When presenting the results of a design project, including a prototype test, I tend to recommend this chapter order:
- Concepts and Selection
- Final Design
- Test / Validation
This order is based on typical peer reviewed papers presenting the ‘design and validation’ of ‘a novel device’ or something. It also assumes a substantial difference between the final design and the chosen concept that is not the direct outcome of exploratory testing with a prototype. This order works well when the test is aimed at validating a specific part of (the performance of) the design. The final design, in this set-up, functions as a type of hypothesis, that is then empirically tested.
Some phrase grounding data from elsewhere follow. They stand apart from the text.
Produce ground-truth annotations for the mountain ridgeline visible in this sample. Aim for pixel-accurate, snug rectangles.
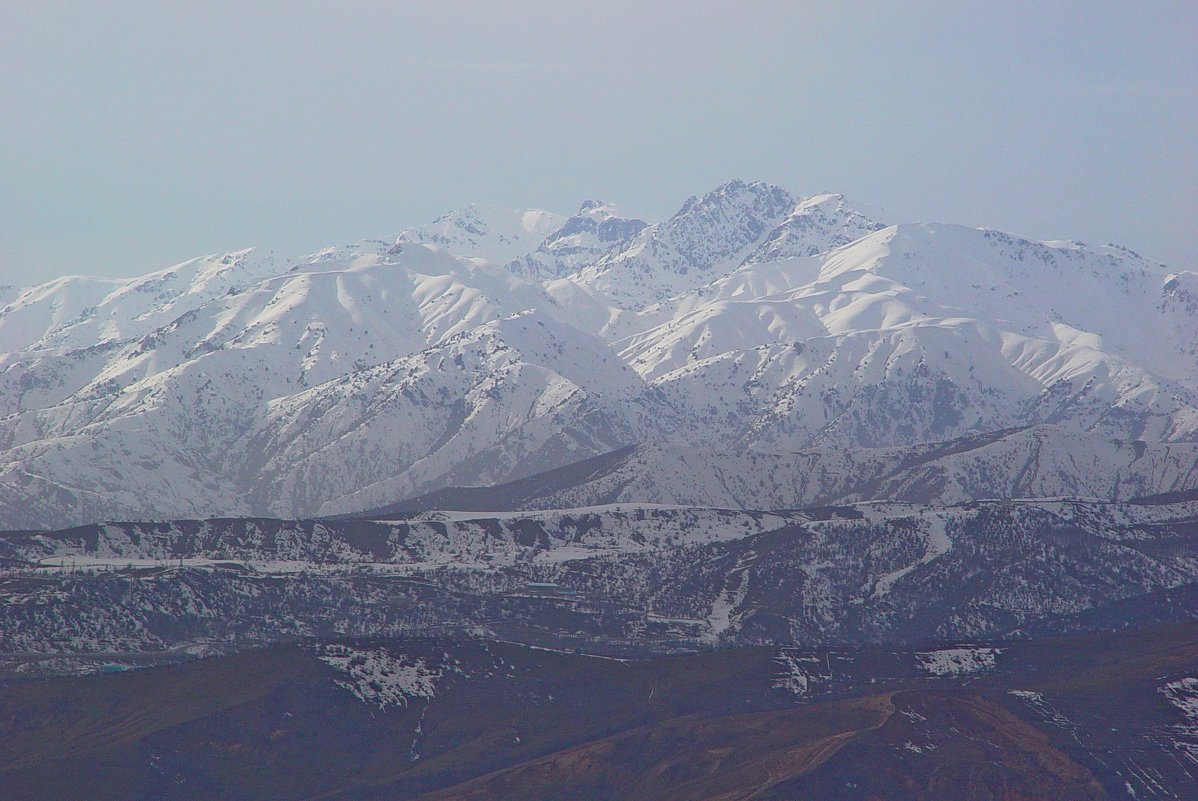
[4,181,1198,800]
[0,179,1193,529]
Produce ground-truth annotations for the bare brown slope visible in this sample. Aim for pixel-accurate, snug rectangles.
[2,624,1196,800]
[415,695,895,801]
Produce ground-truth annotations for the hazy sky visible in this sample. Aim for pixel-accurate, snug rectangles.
[2,2,1195,287]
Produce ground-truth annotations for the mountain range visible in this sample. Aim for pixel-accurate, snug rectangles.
[4,179,1198,800]
[0,179,1194,529]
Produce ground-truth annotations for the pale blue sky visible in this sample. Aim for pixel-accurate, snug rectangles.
[2,2,1195,287]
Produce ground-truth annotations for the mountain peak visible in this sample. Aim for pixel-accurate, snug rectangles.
[677,179,794,217]
[744,192,886,263]
[567,180,800,305]
[0,183,1194,529]
[396,204,566,264]
[578,199,613,214]
[505,203,648,280]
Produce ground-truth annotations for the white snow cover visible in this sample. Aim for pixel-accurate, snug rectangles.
[916,647,1001,675]
[315,645,439,709]
[1161,678,1198,727]
[396,204,565,264]
[1159,677,1198,770]
[772,650,824,697]
[506,201,648,279]
[0,179,1194,528]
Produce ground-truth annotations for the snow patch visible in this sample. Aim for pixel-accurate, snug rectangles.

In a course that I teach where students usually dive right into prototyping after concept selection, this order doesn’t always work. And it’s confusing for them. Especially for those students who end up effectively using (early versions of) their prototype as a sketch model to discover things about their concept and to iteratively develop their design. There is also little time available in this project (and too little technical knowledge amongst these particular students) to really develop the design as a whole very much after the concept selection.
In these cases, it would probably work better to change the order:
- Concepts and Selection
- Prototype test
- Final design
You might even skip the ‘final design’ section entirely in favour of a discussion of future development. The prototype test, then, becomes not so much a focused validation of one key element within a larger complex design, but more an exploration and/or proof op principle of the chosen concept, more a validation of (the choice for) a certain solution principle than of a full design.